Besuch des Nanjing Union Seminary

Das Theologische Seminar in Nanjing ist die einzige theologische Ausbildungsstätte der Protestanten in China, die eine sechsjährige Ausbildung anbietet. Darüber hinaus gibt es fünf Regionalseminare für mehrere Provinzen und zwölf Seminare auf Provinzebene, die kürzere Ausbildungsgänge anbieten, sowie einige Bibelschulen.

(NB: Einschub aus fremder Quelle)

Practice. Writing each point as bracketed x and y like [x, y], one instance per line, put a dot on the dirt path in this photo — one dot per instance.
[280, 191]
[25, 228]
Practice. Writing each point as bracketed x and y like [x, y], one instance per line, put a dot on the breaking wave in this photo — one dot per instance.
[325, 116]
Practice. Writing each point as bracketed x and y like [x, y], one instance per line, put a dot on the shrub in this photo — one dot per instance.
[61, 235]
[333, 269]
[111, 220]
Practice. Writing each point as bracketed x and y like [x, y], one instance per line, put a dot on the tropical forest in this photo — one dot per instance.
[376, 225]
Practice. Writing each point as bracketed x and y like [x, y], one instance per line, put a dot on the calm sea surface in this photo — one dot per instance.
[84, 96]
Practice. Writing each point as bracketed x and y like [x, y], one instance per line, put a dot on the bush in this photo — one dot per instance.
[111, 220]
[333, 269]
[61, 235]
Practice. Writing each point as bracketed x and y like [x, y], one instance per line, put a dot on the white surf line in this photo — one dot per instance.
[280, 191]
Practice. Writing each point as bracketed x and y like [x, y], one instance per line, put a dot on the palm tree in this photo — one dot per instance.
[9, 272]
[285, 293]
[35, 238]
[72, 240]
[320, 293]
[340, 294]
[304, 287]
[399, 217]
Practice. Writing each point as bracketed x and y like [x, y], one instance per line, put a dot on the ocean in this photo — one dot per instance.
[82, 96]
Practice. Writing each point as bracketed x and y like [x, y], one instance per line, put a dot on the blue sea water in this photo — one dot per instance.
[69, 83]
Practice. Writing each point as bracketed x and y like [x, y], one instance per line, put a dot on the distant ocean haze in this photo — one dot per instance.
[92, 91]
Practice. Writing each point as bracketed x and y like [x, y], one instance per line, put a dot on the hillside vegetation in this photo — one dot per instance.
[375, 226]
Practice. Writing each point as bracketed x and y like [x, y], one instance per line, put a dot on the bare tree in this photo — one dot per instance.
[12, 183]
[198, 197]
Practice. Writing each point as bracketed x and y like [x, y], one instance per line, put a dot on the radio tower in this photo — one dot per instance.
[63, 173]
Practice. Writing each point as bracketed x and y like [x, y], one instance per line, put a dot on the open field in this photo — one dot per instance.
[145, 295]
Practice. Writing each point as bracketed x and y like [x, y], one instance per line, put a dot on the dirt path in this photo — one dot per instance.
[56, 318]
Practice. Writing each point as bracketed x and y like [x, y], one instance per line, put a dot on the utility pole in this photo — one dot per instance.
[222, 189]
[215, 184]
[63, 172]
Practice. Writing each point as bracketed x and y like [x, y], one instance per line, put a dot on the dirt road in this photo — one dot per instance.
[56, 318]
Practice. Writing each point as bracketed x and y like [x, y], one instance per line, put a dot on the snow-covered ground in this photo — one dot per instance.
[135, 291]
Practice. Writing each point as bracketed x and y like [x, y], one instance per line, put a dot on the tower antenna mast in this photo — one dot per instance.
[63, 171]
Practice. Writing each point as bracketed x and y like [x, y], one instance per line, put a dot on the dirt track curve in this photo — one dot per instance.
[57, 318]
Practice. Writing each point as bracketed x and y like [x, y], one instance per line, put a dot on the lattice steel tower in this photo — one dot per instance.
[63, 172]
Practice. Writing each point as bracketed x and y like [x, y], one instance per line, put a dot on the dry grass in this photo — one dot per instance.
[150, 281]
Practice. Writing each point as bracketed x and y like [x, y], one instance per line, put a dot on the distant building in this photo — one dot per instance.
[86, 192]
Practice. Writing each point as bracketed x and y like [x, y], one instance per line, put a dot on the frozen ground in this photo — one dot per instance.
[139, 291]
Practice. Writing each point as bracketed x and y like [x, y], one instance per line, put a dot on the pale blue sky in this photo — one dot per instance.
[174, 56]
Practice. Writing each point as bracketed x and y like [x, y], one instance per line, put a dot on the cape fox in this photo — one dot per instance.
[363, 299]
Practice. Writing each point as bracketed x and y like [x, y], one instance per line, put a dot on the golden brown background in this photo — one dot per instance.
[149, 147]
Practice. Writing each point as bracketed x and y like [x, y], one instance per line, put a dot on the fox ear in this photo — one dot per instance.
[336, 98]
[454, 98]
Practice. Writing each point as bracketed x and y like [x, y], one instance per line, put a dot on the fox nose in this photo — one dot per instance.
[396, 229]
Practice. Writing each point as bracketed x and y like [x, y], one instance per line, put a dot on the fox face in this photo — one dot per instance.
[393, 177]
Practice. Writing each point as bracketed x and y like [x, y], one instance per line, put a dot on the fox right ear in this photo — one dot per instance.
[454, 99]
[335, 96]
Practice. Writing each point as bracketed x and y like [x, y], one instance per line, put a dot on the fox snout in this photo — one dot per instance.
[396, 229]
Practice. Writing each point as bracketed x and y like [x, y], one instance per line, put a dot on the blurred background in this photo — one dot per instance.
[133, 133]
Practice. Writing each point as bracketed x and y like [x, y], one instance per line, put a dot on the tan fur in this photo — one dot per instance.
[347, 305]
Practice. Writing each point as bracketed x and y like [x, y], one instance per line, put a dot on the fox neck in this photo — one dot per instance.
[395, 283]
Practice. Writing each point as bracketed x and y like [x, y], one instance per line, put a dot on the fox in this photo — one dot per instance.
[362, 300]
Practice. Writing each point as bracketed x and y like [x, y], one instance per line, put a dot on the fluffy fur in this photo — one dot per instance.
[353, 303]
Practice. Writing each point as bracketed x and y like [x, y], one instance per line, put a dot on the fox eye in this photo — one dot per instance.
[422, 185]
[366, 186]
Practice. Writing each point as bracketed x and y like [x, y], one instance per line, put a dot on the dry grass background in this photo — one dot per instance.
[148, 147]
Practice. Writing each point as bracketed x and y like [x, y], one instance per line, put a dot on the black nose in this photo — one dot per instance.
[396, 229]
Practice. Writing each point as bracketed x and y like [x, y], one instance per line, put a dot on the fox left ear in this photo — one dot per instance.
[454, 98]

In dem Gespräch über das Verhältnis von Staat und Religion in China sind nicht die anwesenden theologischen Dozenten und Kirchenvertreter die bestimmenden Gesprächspartner, sondern der stellvertretende Direktor der Religionsbehörde auf Provinzebene. Frau Dr. Hansen-Dix, die Präsidentin des Kirchenamtes der Nordelbischen Landeskirche, legt das Verhältnis von Staat und Kirche in Deutschland dar. Nach Rückfragen zur Situation in Deutschland geht es jedoch vor allem um die Lage in China, insbesondere um die Bedingungen für die Registrierung von christlichen Gemeinden. Ich widerspreche ausdrücklich der Erklärung unserer Gesprächspartner, in China gebe es keine Staatsreligion. Wo die entscheidende politische Partizipationsmöglichkeit an die Mitgliedschaft in einer Partei geknüpft sei, die Gläubige der verschiedenen Religionen aus ihrem Selbstverständnis heraus nicht als Mitglieder aufnehmen könne, sei faktisch der Atheismus Staatsreligion. Dem widersprechen die Vertreter der „Einheitsfront-Abteilung“, die auf ihre Aufgabe hinweisen, auch die Angehörigen der verschiedenen Religionen an der politischen Gestaltung unter Führung der KP Chinas zu beteiligen. Bischof Koppe schildert seinen Eindruck, dass die KP die Angehörigen der registrierten Religionen allenfalls wie jüngere Geschwister behandele, die man nicht erwachsen werden lassen will. Als Bischof Wolfgang Huber zusammenfassend erläutert, warum aus unserer Sicht eine gleichberechtigte Teilhabe von Gläubigen und Nichtgläubigen an der Gestaltung des gesellschaftlichen Lebens erforderlich sei, hält es den Vizedirektor der Religionsbehörde kaum auf seinem Platz. Immer wieder unterbricht er die Übersetzung der Worte unseres Ratsvorsitzenden; seine Stimme wird immer lauter. Nach diesem hitzigen Gespräch geben uns auch unsere überaus freundlichen Begleiter von CCC und Amity-Stiftung zu verstehen, dass sie unser Auftreten „zu forsch“ finden.  Dieses Echo löst intensive Gespräche in unserer Delegation aus. Menschliche Nähe zu den wichtigsten Partnern ist für eine solche Arbeit  sicherlich nützlich, mitunter aber auch mit der Gefahr von Vereinnahmungsversuchen verbunden. Ich bleibe dabei, dass es richtig ist, unsere Ansichten höflich, aber unmissverständlich vorzutragen. Mich beeindruckt die große Klarheit, mit der Bischof Wolfgang Huber immer wieder Religionsfreiheit und Respekt vor den Menschenrechten insgesamt einfordert.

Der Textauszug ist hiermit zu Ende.